JD - Security Engineer - Cloud Security
Role summary
We are looking for a talented, dedicated Security Engineer who thrives on securing complex environments and possesses deep, broad expertise in the security domain. This crucial role focuses on translating Cloud Security policies into actionable technical controls, administering key security solutions, hardening core infrastructure (Private and public cloud), and providing essential support.
Core Responsibilities:
- Understand the Infra and Engineering requirements and provide solutions to ensure security in the day-to-day cloud operations.
- Identify and assess security misconfigurations across the cloud infrastructure, and drive their mitigation.
- Identify the Perimeter, the trusted boundaries for cloud infrastructure, and ensure the necessary security guardrails are implemented to maintain security across all cloud assets.
- Steer security strategy efforts for hardening, configuration, and maintenance of Cloud Infrastructure.
- Establish and govern cloud security baselines across all infrastructure to counter emerging threats.
- Manage HIDS/HIPS/NIDS and their adoption across the cloud infrastructure.
- Drive security improvements, risk mitigation, patch management, and other operational security aspects for the entire cloud infrastructure.
- Ensuring that Cloud Infrastructure complies with relevant security standards (ISO-27001, PCI-DSS, GDPR, NIST, RBI)
Skills and Experience:
- 4+ years of experience in Cloud security.
- Deep understanding of AWS and other cloud security services (KMS, Security Hub, GuardDuty, EC2, S3), cloud security best practices, shared responsibility model, and cloud-specific threats.
- Proficiency in securing IaC templates (CloudFormation, Terraform) and integrating security checks into CI/CD pipelines, Kubernetes (K8s), Terraform, and automating redundant workflows
- Knowledge of VPCs, security groups, network ACLs, routing, VPNs, and AWS Transit Gateway for secure network design.
- Expertise in managing user identities, roles, permissions, and federation in AWS and GCP.
- Capability to design and implement secure cloud architectures considering scalability, performance, and cost.

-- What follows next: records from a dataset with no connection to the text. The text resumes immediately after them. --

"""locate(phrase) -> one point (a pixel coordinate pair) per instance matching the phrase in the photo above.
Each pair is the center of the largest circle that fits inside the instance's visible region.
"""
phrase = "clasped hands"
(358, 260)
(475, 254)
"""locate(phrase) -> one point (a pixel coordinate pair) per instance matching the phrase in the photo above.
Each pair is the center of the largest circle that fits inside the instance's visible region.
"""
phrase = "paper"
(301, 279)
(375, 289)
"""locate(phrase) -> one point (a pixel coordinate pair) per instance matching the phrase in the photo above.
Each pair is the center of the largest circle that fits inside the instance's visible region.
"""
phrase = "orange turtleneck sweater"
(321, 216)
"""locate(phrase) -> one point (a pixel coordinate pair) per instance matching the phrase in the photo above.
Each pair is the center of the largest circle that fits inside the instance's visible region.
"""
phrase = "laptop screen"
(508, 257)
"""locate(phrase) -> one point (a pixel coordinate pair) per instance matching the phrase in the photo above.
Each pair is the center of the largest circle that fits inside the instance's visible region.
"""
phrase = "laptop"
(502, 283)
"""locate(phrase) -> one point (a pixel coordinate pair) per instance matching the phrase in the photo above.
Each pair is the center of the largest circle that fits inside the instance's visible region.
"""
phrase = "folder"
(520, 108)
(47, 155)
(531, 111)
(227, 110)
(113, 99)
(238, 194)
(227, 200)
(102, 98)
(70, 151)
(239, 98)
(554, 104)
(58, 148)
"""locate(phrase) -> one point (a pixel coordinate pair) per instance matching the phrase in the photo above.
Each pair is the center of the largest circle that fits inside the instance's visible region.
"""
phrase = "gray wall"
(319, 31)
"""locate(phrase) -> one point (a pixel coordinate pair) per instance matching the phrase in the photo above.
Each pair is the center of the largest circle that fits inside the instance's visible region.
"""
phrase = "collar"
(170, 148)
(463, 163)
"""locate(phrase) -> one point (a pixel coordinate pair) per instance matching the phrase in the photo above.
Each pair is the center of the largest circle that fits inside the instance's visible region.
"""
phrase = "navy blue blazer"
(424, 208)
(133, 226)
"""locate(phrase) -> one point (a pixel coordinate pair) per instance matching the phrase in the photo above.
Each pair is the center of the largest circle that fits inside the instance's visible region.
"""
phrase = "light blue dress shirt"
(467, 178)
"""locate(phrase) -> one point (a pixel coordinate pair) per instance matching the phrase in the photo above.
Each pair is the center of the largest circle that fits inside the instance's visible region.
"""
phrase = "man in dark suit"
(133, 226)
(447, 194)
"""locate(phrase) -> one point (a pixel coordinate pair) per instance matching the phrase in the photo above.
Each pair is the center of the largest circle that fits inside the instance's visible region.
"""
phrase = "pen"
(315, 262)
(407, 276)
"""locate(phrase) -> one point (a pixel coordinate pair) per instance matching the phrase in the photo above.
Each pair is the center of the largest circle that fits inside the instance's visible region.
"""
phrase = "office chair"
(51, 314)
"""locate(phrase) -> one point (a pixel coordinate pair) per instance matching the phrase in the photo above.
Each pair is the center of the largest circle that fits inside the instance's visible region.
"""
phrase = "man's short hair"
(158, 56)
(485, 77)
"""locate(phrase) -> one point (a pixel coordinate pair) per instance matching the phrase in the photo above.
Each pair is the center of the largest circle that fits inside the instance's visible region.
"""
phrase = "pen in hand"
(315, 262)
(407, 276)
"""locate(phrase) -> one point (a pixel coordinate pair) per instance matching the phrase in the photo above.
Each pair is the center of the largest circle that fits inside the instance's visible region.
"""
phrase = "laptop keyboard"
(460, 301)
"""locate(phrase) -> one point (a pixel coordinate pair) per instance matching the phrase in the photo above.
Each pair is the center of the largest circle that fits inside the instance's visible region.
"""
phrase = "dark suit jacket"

- Knowledge of regulatory requirements (ISO-27001, PCI-DSS, GDPR, NIST, RBI) and adherence to requirements in Cloud Infra.

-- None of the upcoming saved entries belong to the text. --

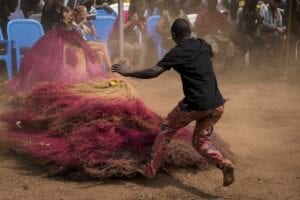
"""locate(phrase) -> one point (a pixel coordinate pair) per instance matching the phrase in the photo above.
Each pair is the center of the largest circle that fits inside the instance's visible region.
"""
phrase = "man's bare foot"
(148, 171)
(228, 174)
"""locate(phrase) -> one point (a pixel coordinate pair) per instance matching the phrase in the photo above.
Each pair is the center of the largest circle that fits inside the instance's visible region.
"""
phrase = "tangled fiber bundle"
(99, 128)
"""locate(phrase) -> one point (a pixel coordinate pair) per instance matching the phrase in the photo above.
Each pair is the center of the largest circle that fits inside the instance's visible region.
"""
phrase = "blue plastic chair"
(7, 57)
(104, 25)
(23, 33)
(103, 12)
(152, 23)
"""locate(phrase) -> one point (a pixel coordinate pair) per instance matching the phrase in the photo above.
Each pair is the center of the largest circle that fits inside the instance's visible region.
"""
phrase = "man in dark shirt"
(202, 103)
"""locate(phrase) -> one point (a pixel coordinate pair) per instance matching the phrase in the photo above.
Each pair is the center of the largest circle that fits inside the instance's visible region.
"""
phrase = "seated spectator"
(215, 28)
(51, 13)
(192, 6)
(134, 34)
(30, 7)
(18, 14)
(6, 7)
(86, 27)
(152, 8)
(247, 29)
(171, 11)
(272, 28)
(103, 4)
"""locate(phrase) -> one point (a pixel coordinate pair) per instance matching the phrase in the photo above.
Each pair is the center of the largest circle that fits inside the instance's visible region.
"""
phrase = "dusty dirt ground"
(261, 124)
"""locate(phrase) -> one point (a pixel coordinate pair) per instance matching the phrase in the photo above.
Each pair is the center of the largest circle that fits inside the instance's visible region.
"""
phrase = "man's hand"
(119, 69)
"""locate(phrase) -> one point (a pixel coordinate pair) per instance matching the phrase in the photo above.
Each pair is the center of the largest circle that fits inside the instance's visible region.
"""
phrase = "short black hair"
(181, 27)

- Experience scripting or automating security tasks.
Qualification:
- Bachelor's degree in Computer Science, Information Security, or a relevant technical field.
- Relevant cloud certifications/security certifications, such as CISM or equivalent, are highly desirable.
- Demonstrated expertise in frameworks such as ISO/IEC 27017, ISO 27018, SOC 2, RBI and PCI DSS is highly desirable.